Let $\mathbb{H}$ denote the quaternions. Let $G$ be a group, and define a *representation of $G$ on $\mathbb{H}^n$* in the natural way; that is, its a map $\rho:G\rightarrow Hom_{\mathbb{H}-}(\mathbb{H}^n,\mathbb{H}^n)$ such that $\rho(gg')=\rho(g)\rho(g')$ (where $Hom_{\mathbb{H}-}$ denotes maps as left $\mathbb{H}$-modules). Representations of algebras and Lie algebras can be defined in a similar way.

Any quaternionic representation of $G$/$R$/$\mathfrak{g}$ can restrict to a complex representation by choosing a $\gamma\in \mathbb{P}^1$ such that $\gamma^2=-1$, and using $\gamma$ to define a map $\mathbb{C}\hookrightarrow \mathbb{H}$. In this way, any quaternionic representation gives a $\mathbb{C}\mathbb{P}^1$-family of complex representations which parametrize the choice of $\gamma$. Furthermore, since every element in $\mathbb{H}$ is in the image of some inclusion $\mathbb{C}\hookrightarrow \mathbb{H}$, this family of complex representations determines the quaternionic representation.

This observation almost seems to imply that there is nothing interesting to say about quaternionic representations that wouldn't come up while studying complex representations. However, this is neglecting the fact that there might be interesting information in *how* the $\mathbb{C}\mathbb{P}^1$-family of complex representations is put together.

For instance, any finite group will have a discrete set of isomorphism classes of complex representations, and so any quaternionic representation will have all complex restrictions isomorphic. However, the quaternion group $\mathbf{Q}:= ( \pm1,\pm i, \pm j,\pm k)$ has an 'interesting' quaternionic representation on $\mathbb{H}$ (more naturally, it is a representation of the opposite group $\mathbf{Q}^{op}$ by right multiplication, but $\mathbf{Q}^{op}\simeq \mathbf{Q}$).

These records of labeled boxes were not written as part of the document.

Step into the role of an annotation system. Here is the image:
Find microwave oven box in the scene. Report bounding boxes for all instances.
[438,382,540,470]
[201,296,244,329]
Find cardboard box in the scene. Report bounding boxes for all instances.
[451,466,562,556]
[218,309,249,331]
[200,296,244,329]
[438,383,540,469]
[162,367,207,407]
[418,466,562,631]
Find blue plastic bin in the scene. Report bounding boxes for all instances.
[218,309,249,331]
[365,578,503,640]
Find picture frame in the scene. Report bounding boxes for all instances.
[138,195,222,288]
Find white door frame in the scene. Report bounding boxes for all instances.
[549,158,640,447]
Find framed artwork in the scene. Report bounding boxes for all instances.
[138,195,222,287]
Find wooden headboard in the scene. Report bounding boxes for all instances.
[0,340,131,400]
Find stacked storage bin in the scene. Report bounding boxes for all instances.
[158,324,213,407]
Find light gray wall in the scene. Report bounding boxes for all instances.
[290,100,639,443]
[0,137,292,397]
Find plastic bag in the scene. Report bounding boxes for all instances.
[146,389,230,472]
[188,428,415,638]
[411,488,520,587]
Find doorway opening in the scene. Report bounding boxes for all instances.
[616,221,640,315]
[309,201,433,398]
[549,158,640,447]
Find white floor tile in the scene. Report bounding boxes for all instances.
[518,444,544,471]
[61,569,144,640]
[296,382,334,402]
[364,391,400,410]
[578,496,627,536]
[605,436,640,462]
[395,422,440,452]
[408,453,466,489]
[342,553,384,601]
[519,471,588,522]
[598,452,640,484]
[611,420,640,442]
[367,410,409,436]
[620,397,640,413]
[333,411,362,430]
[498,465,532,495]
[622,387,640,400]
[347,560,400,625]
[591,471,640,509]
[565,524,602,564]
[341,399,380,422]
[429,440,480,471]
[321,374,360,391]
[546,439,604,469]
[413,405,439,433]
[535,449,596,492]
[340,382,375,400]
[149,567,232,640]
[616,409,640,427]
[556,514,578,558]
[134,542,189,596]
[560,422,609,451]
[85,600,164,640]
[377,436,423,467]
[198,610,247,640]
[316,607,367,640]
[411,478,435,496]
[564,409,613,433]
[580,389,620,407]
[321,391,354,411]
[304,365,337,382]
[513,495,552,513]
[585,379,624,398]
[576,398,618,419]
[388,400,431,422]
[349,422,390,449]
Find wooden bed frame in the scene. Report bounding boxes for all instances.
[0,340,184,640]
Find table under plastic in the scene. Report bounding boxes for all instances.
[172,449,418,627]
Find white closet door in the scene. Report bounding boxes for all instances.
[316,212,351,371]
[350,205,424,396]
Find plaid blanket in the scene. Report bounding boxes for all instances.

My question broadly is: **What other groups, rings and Lie algebras have quaternionic representations that are interesting (in some non-specific sense)?**

This question came up when I was reading a paper of Kronheimer's, where he describes a non-canonical hyper-Kahler structure on a coadjoint orbit of a complex semisimple Lie algebra. At any point in such a coadjoint orbit determines a representation of $\mathfrak{g}$ on the tangent space to the coadjoint orbit, which by the hyper-Kahler structure is naturally a quaternionic vector space. I wondered if this representation could be 'interesting', and then realized I had no real sense of what an interesting quaternionic representation would be.